Throughout much of the Americas, slavery was undermined by a complex mix of cultural and political forces. A transformation in cultural values was set in motion by Enlightenment thinkers, the seismic impact of the French Revolution, and above all by the Haitian revolt—and, of course, by slaves everywhere, who added their voices and actions to demands for freedom. British abolitionists, as well, exerted a remarkable and persistent pressure. Another wider, less easily defined influence was the modernizing of Western society, notably the impact of industrialization, with its emphasis on economic freedom. The precepts of Adam Smith converged with the examples of British industrial power to prove that wage labor was more efficient than slavery and unfree labor. It seemed indisputable, by the mid-nineteenth century, that free labor was more profitable (and ethically more acceptable) than slavery. Yet this did not seem true in the U.S. South. Moreover the cotton grown by American slaves in the first half of the nineteenth century made possible the rise and power of Britain’s major industry—the cotton industry of the northwest. Thus, even in this, its last phase, black slavery continued to make economic sense in certain regions and under certain circumstances. Though U.S. slavery was Southern, it lay at the heart of American economic power. Slave-grown cotton provided the nation with its largest export by far; it steered profits, investment, and business back to Northern cities and institutions. U.S. slavery held within its powerful gravitational pull a host of other major industries and economic institutions. On the eve of the Civil War, there was little reason to feel that U.S. slavery had had its day.

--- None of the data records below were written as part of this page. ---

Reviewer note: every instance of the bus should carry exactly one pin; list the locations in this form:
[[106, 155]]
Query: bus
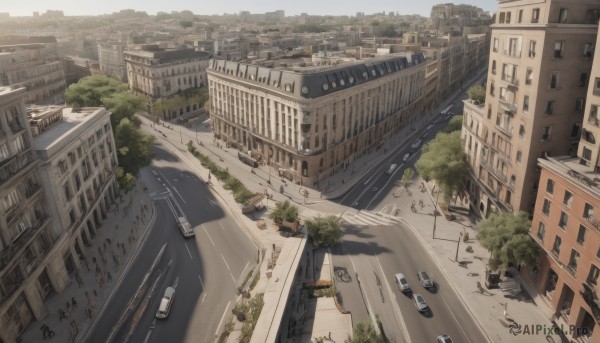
[[247, 159]]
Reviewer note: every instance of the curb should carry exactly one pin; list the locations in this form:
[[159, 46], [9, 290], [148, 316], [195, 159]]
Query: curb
[[435, 259]]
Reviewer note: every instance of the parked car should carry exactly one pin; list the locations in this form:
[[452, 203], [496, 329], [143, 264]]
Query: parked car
[[443, 339], [420, 303], [165, 303], [425, 280], [402, 283]]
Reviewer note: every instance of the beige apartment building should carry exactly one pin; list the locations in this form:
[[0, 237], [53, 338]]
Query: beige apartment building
[[566, 226], [158, 73], [540, 61], [311, 121], [57, 181]]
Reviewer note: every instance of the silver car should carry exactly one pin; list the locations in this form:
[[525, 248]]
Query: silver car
[[420, 303], [402, 283]]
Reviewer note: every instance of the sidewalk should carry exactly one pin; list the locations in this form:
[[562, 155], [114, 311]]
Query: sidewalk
[[116, 240], [490, 308]]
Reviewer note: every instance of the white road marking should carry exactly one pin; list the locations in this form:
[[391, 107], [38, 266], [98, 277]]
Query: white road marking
[[188, 249], [209, 236], [455, 319], [201, 283]]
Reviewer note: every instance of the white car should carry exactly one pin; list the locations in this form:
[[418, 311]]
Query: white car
[[165, 303], [402, 283], [420, 303]]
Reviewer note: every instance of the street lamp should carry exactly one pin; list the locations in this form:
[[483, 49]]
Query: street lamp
[[457, 245]]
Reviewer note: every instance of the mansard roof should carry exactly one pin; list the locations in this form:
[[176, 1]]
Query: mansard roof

Proclamation of the Abolition of Slavery in the French Colonies, 23rd April 1848. (1849).

Proclamation of the Abolition of Slavery in the French Colonies, 23rd April 1848. (1849).

In the half-century between British and Brazilian emancipation, the Americas were purged of colonial slavery. Britain, the major slave power of the eighteenth century, had become the major abolitionist power of the nineteenth century. Yet slavery had proved a really durable system (though in truth it was a series of slave systems—it varied greatly), simply because it yielded such material benefits. Moreover, once slavery took root, it could not easily be displaced, even under changed economic circumstances. Slavery tended to take on a life of its own, and slave owners became attached to the broader culture of slave-ownership and could not imagine life without slavery. Slaves, on the other hand, derived little from the system and struggled, throughout, to escape from it, alleviate it, or bring it to an end. Across the Americas slavery had started slowly and unpredictably. It was finally brought to an end in an equally piecemeal fashion.